Two easy predictions. One: As the night drags on, McConnell’s one-week stopgap clean CR will seem more attractive to both sides. Better to punt for awhile so that Boehner can figure out a way forward than remain deadlocked. The question is, will Reid change his mind and accept a one-week bill if that’s the last chance to avoid a shutdown before midnight? Two: The fact that you’ve got centrist Republicans talking openly about voting for a clean CR and possibly even voting with Democrats to thwart the conservatives’ anti-ObamaCare means the party has very little leverage headed into debt-ceiling negotiations. If RINOs are chafing at a shutdown, which is a relatively minor bit of brinksmanship, they’re surely not going to risk a default to play this game again. That’s another reason Boehner could use another week to plot a strategy. If he was planning another game of chicken over the debt limit, he’ll have to reconsider.
Update: And as quickly as it began, the RINO revolt fizzles. Only six Republicans voted against the rule to bring Plan C to the floor — and four of them objected to it not because it was too conservative but because it wasn’t conservative enough:
R No votes: Bachmann, Broun, Dent, Gohmert, King (IA), King (NY)

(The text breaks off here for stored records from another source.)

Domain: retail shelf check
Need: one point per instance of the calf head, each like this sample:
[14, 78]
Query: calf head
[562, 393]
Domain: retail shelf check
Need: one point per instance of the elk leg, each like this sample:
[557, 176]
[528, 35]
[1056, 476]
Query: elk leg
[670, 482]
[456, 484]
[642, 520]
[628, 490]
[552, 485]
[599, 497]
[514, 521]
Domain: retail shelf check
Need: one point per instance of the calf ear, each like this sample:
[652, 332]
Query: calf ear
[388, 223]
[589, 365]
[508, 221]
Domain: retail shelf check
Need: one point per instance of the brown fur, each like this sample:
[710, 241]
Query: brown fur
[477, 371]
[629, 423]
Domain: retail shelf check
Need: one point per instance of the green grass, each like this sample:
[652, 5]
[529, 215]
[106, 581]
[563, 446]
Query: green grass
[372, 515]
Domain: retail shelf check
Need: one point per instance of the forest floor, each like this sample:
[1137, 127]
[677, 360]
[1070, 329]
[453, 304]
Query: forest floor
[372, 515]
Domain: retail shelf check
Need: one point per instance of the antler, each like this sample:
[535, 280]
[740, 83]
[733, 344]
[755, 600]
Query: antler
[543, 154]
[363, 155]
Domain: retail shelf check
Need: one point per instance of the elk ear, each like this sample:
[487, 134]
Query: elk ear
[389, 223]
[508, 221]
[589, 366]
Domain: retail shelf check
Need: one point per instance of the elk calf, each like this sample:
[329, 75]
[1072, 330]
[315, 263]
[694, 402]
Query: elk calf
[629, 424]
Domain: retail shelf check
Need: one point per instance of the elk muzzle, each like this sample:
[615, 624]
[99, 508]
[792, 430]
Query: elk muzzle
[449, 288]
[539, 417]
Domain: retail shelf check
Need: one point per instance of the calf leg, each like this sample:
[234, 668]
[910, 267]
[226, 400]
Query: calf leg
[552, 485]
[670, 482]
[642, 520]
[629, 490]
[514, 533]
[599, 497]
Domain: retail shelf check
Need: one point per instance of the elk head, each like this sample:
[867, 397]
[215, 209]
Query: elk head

— Jonathan Strong (@j_strong) September 30, 2013
That’s a win for the tea party: Doubtless there are more centrists who’d prefer to vote for King, but they’re too worried about their own seats to do it right now. Presumably this means Plan C will pass. Then Reid will torpedo it. And then? Will more moderates risk a tough vote for a clean CR? Could be that Boehner urged the centrists to stick with him for now, with a promise that a more centrist solution will be offered later once the deadlock advances.
Via the Weekly Standard, here’s Ted Cruz urging the Senate to pass Plan C. Interestingly, notes John McCormack, Cruz said last week he’d support nothing short of defunding ObamaCare.

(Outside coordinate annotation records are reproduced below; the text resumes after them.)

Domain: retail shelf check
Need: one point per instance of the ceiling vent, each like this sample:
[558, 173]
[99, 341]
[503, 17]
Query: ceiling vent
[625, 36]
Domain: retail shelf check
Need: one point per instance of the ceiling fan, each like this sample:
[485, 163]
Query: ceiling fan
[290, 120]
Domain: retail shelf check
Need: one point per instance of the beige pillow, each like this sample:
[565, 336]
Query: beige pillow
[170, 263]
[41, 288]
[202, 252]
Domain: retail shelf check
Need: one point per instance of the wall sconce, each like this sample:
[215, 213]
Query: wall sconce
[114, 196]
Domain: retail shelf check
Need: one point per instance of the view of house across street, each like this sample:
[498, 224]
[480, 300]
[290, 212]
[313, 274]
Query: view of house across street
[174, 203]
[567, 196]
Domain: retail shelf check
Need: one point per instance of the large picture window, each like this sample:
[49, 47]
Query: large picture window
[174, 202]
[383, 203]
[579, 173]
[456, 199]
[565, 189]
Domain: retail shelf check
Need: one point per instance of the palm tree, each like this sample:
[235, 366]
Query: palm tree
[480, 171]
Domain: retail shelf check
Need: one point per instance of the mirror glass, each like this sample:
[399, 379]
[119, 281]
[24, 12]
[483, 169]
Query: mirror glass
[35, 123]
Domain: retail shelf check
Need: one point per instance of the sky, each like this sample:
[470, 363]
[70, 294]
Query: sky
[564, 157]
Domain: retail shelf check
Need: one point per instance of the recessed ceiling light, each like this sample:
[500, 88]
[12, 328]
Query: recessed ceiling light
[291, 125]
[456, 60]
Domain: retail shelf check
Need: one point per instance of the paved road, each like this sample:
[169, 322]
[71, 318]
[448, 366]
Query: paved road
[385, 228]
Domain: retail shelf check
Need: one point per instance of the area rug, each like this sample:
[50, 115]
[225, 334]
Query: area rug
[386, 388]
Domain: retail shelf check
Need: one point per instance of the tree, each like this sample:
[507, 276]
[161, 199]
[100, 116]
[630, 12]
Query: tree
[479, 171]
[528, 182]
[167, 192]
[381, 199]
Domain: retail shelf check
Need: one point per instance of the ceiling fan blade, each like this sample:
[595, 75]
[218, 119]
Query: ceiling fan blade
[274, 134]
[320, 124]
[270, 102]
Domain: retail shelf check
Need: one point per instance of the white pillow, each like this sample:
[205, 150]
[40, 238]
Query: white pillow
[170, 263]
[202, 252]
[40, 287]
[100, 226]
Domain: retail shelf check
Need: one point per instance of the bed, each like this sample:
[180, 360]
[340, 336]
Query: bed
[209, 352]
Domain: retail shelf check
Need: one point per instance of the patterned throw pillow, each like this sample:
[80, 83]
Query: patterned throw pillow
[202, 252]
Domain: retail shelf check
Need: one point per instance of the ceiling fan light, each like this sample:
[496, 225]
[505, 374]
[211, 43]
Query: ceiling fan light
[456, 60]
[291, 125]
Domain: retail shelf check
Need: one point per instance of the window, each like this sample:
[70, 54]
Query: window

Update: Robert Costa explains why the RINO revolt fizzled — a combination of cold feet and leadership pressure:
What happened to King's bloc? Will speak with him a few… his circle was buzzing, seems ldrship talked many down on floor…

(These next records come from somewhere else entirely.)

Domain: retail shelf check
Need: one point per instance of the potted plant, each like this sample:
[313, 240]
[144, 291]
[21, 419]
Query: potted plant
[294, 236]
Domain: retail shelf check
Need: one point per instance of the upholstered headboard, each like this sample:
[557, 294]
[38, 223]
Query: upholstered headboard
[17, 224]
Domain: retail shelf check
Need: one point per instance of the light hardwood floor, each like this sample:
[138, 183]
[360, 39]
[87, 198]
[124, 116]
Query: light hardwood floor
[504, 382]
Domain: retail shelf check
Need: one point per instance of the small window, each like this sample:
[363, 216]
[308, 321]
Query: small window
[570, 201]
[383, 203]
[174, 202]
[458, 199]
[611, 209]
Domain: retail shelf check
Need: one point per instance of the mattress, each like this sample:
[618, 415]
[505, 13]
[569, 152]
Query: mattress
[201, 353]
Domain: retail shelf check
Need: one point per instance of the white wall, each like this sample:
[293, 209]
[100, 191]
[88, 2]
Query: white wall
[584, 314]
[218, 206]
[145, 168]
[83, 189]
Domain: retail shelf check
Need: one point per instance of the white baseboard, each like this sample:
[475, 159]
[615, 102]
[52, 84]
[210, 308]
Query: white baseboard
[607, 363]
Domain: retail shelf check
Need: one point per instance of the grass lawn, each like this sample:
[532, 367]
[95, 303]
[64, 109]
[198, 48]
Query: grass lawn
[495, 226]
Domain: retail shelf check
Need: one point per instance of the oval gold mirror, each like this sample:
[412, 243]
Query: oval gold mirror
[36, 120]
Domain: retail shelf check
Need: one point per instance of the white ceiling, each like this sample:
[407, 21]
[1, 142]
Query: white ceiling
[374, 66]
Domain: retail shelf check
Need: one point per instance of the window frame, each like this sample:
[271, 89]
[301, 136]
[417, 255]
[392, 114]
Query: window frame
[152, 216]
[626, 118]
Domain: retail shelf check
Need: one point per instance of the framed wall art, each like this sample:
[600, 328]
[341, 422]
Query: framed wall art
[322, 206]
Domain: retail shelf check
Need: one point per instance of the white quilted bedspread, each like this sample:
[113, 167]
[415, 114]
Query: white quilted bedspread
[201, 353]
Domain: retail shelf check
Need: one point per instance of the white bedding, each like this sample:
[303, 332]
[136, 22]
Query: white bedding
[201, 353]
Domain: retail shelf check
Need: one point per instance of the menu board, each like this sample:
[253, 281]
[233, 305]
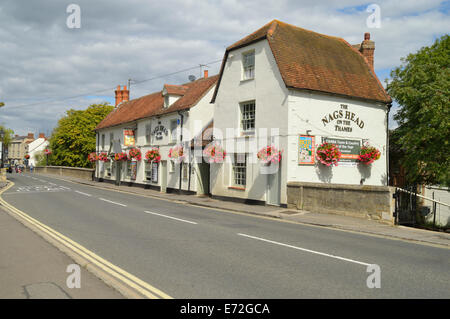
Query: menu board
[133, 170]
[349, 149]
[128, 138]
[306, 151]
[154, 172]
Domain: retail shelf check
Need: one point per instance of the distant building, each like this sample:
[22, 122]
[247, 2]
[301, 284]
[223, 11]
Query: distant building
[18, 148]
[36, 147]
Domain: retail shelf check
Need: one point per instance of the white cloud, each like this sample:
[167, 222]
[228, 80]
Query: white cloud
[41, 59]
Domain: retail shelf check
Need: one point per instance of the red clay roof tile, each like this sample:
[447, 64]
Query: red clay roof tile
[313, 61]
[153, 104]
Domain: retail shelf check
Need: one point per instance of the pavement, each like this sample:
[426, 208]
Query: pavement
[317, 219]
[32, 268]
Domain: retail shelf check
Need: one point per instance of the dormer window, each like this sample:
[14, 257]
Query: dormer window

— Robert Costa (@costareports) September 30, 2013
Amazing to me how many House Rs sound like Dent and King behind scenes, yet when rule vote rally builds, they get cold feet and duck away
— Robert Costa (@costareports) September 30, 2013
Update: Put on some coffee:
King predicts "at least two" more back and forths on CR before a clean one can come to house floor. "Gonna be a long night" he says.
— Kate Nocera (@KateNocera) September 30, 2013
If a clean CR is a fait accompli eventually, why bother with the theatrics of a few more that limit ObamaCare? Tea partiers won’t care about the ol’ college try if the ultimate result is simply to give Obama what he wants.